Chapter 10, in which Davies exposes his own views, is the less clear and most jumbled of the book. (As a rule, Davies is much better at explaining ideas of others clearly and critizicing and assessing them than at developing (philosophical) ideas of his own.) His preferred speculation is that life and consciousness might be a creative force in Nature, not by guise of a designing God but by an inmanent, teleological principle that makes their appeareance a necessary feature of the universe. In support of this view he enlists a couple of ideas that loyal readers of this blog will remember I discussed and criticized: Chalmers on the irreducibility of consciousness
, and the “backwards causation” interpretation of quantum mechanics
. But of course, even if these ideas were true they would fall very short of supporting Davies’ speculation. He also wanders off tangents borrowing from, among others: Deutsch on evolution and quantum information, Tipler on the universe evolving to a “supermind” as final state, Lloyd on the universe as a discrete computer, and Wheeler on self-explanatory causal loops.
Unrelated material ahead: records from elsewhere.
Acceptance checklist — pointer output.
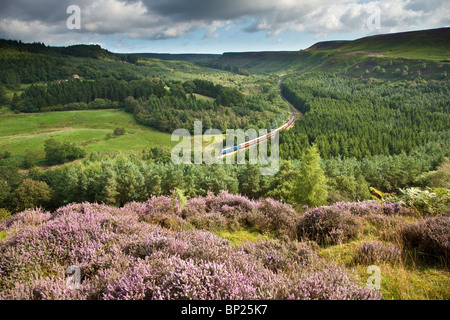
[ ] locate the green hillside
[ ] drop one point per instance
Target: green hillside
(431, 47)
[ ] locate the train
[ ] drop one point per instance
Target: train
(247, 144)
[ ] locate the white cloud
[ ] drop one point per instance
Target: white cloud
(45, 20)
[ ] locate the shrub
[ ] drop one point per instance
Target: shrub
(328, 225)
(377, 252)
(4, 214)
(123, 256)
(427, 202)
(276, 217)
(32, 193)
(431, 235)
(280, 256)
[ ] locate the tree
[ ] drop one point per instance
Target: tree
(57, 152)
(31, 194)
(119, 131)
(283, 183)
(311, 187)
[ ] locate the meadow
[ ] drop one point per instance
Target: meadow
(20, 133)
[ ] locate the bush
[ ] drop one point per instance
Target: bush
(431, 235)
(58, 153)
(4, 214)
(328, 225)
(377, 252)
(122, 256)
(426, 202)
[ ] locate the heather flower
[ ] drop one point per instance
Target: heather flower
(431, 235)
(377, 252)
(328, 225)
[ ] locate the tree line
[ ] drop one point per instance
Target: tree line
(353, 118)
(311, 181)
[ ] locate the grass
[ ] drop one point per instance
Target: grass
(407, 280)
(202, 97)
(239, 237)
(23, 132)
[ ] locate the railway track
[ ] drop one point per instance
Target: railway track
(243, 146)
What I have, honestly, been unable to find in all this “idea-dropping” is any clear and concrete argument
for the teleological speculations, which Davies is well aware are far from the mainstream views of scientists. For argument, Davies replaces rethoric; a rethoric that everywhere betrays his deep-seated conviction –and also desire, and even emotional need- that the universe be meaninglful, that it must include us, or generally life and consciousness, among its fundamental principles and not only as a casual and fortitious outcome as modern cosmology seems to imply. (He calls this mainstream view “The Absurd Universe”, and seems to believe it renders somehow the scientific enterprise unjustified and pointless.)
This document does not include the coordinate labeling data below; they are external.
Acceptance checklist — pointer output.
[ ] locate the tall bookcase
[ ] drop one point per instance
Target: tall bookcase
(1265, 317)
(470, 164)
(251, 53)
As readers must have gathered, I have little sympathy for Davies’ philosophical speculation. The “fine tuning for life” problem seems to me rather arbitrary: as Carl Sagan pointed out once, about the same constants and laws necessary for a universe containing observers are necessary for a universe containing rocks, so why not discuss the “fine tuning for rocks” problem? To frame the discussion the way it is done presupposes that life and consciousness are important or significative features –and despite all Davies’ posturing, we have really no reason to believe they are in an objective sense, apart from our obvious (self-) interest in them. Multiverse-anthropic arguments for adressing these questions have in my opinion a very slight, but not zero, chance of becoming some day testable and scientific; while Intelligent Design arguments have an effective chance of zero, and so do teleological or causal loop principles in absence of a much stronger motivation and articulation for them. So for the time being count me by default as a citizen of the Absurd Universe.
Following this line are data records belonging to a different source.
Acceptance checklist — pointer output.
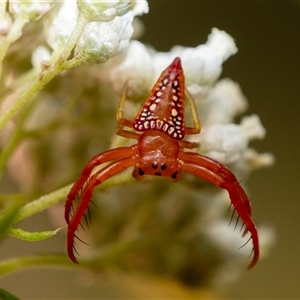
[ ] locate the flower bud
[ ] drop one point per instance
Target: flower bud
(62, 24)
(30, 9)
(102, 40)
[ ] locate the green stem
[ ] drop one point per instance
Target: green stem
(2, 9)
(14, 33)
(59, 195)
(43, 203)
However, despite all this the book does
provide a good and clear explanation of many basic areas of modern physics and cosmology, and provides also reasonably clear and fair discussions of the anthropic and the intelligent design controversies. It is only when Davies lets his own views take the forefront that I start to dislike it. Another virtue of the book is that, for all its philosophical amateurness (in fact, because of it) it can be a refreshing reminder of those “big problems” like why does something exist instead of nothing
, that not only physicists but even also philosophers lose sometimes in the pressure of professional specialization. A breezy and engaging exploration of the mysteries of “life, the universe and everything”, no matter its flaws, can be welcome if only for that reason.
You can also read Chad Orzel's review
, which is a bit more dismissive of the whole subject-matter of the book than I am; although I certainly agree that this subject matter can only be clasified as "philosophy" and not as "science", if there is any kind of distinction between them. I will add links to other reviews as they appear.